The US Customers and Border Protection (CBP) agency has expanded its biometric screening program to the sea, with a newly concluded trial demonstrating the use of facial recognition to identify passengers on cruise ships.
The trial was conducted with Royal Caribbean Cruises (RCL) using biometric technology provided by IDEMIA. The trial focused on re-entry of US citizens at the Cape Liberty Cruise Port in New Jersey, where disembarking individuals had their faces scanned by IDEMIA’s hardware. Their faces were immediately matched to biometric information collected when they boarded the ship, confirming their identities.
In a statement announcing the trial’s conclusion, IDEMIA asserted that it demonstrated “high quality/high speed facial matching with large passenger populations” and “expedited Customs egress”, adding that surveys of trial participants “showed high degrees of satisfaction regarding speed of clearing customs and intuitive engagement with the facial camera.”

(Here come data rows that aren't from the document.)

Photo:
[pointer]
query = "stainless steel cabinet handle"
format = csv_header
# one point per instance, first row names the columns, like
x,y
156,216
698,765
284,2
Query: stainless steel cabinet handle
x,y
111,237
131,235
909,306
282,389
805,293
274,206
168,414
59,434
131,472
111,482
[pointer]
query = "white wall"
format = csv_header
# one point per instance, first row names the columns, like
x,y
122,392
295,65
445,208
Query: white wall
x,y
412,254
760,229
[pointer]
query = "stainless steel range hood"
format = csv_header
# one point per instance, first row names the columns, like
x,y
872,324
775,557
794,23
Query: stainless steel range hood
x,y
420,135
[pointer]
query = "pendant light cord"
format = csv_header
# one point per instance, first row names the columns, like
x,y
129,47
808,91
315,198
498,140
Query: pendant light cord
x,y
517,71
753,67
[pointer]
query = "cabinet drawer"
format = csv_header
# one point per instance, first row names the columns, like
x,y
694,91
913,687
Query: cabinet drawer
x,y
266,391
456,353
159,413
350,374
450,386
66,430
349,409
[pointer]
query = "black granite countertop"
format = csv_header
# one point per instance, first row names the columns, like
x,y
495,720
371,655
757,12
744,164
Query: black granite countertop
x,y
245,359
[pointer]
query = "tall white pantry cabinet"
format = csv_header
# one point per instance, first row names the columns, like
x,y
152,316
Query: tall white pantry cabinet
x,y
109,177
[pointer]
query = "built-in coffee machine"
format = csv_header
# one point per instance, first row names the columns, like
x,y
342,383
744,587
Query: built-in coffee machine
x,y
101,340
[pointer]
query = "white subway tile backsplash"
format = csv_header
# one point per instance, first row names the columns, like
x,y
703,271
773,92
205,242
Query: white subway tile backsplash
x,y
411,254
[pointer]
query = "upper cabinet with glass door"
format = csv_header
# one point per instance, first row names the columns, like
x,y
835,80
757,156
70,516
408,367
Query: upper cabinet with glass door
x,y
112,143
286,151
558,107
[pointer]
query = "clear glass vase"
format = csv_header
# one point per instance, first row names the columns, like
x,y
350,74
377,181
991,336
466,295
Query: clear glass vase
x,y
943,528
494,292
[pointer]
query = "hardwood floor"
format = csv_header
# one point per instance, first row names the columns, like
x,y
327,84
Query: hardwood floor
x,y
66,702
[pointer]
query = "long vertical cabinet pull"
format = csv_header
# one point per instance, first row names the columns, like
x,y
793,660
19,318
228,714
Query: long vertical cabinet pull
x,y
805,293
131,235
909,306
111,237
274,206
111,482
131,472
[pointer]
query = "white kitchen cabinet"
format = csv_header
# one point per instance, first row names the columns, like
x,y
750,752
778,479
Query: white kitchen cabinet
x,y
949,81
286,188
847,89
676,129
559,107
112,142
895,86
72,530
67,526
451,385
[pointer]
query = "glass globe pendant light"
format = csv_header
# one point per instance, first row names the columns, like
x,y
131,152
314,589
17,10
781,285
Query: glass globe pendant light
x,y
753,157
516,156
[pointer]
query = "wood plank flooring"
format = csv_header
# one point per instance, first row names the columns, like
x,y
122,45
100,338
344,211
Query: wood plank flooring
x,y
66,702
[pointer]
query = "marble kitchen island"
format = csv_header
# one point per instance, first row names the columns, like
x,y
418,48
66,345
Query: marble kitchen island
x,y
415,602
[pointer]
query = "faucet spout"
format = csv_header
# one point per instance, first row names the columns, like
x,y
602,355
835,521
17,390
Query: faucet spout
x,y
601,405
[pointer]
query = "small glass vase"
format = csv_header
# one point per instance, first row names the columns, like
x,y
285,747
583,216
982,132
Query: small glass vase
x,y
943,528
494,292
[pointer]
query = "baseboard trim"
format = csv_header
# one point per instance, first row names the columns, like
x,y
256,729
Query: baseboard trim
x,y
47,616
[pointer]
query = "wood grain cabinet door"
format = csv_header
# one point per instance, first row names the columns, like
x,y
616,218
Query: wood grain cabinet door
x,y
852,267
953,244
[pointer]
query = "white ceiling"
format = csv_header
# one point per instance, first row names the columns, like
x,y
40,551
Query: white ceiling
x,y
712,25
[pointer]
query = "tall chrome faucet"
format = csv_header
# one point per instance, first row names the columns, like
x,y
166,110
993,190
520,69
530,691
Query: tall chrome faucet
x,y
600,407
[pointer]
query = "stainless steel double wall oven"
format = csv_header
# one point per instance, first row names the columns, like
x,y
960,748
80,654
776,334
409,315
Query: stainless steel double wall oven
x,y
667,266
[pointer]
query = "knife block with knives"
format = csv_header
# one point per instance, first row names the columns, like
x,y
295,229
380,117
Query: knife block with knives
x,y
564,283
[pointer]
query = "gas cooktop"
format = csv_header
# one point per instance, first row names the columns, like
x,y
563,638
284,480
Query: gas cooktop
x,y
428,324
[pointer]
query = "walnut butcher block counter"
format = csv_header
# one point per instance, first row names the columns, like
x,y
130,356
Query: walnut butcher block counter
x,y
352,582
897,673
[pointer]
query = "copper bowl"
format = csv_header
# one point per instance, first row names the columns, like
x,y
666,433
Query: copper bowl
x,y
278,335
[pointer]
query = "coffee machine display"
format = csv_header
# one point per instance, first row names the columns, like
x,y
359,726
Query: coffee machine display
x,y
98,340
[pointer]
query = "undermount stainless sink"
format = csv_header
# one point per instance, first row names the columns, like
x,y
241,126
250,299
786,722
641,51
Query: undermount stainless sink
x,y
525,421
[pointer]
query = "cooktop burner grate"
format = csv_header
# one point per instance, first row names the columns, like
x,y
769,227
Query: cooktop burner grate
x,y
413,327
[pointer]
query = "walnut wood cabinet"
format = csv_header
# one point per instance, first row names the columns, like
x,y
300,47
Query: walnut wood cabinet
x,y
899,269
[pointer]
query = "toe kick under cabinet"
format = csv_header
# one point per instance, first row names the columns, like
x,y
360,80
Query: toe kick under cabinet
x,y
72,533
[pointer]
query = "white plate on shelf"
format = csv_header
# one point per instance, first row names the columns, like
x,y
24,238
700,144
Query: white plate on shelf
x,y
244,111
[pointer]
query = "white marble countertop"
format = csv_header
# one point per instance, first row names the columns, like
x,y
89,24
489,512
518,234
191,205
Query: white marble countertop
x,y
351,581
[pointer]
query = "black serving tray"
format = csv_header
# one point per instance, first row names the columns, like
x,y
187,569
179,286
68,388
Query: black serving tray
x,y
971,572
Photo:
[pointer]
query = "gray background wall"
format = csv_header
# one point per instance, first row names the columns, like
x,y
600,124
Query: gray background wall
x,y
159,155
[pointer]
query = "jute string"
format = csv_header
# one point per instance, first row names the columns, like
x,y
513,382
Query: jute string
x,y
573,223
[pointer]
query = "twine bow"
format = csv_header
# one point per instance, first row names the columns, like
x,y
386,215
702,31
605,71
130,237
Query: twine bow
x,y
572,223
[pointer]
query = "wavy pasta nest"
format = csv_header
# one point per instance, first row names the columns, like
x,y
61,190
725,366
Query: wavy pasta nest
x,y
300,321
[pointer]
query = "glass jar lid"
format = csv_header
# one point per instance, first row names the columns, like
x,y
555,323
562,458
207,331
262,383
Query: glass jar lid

It’s another sign of the expansion of biometric border screening in the US, with the Department of Homeland Security and its CBP agency having shown an intense interest in such technologies over the past several months. The trial also may point to growing involvement in these efforts on IDEMIA’s part after MorphoTrak, a subsidiary of one of the firms that merged to create IDEMIA, provided biometric identification kits to the CBP in the spring of last year.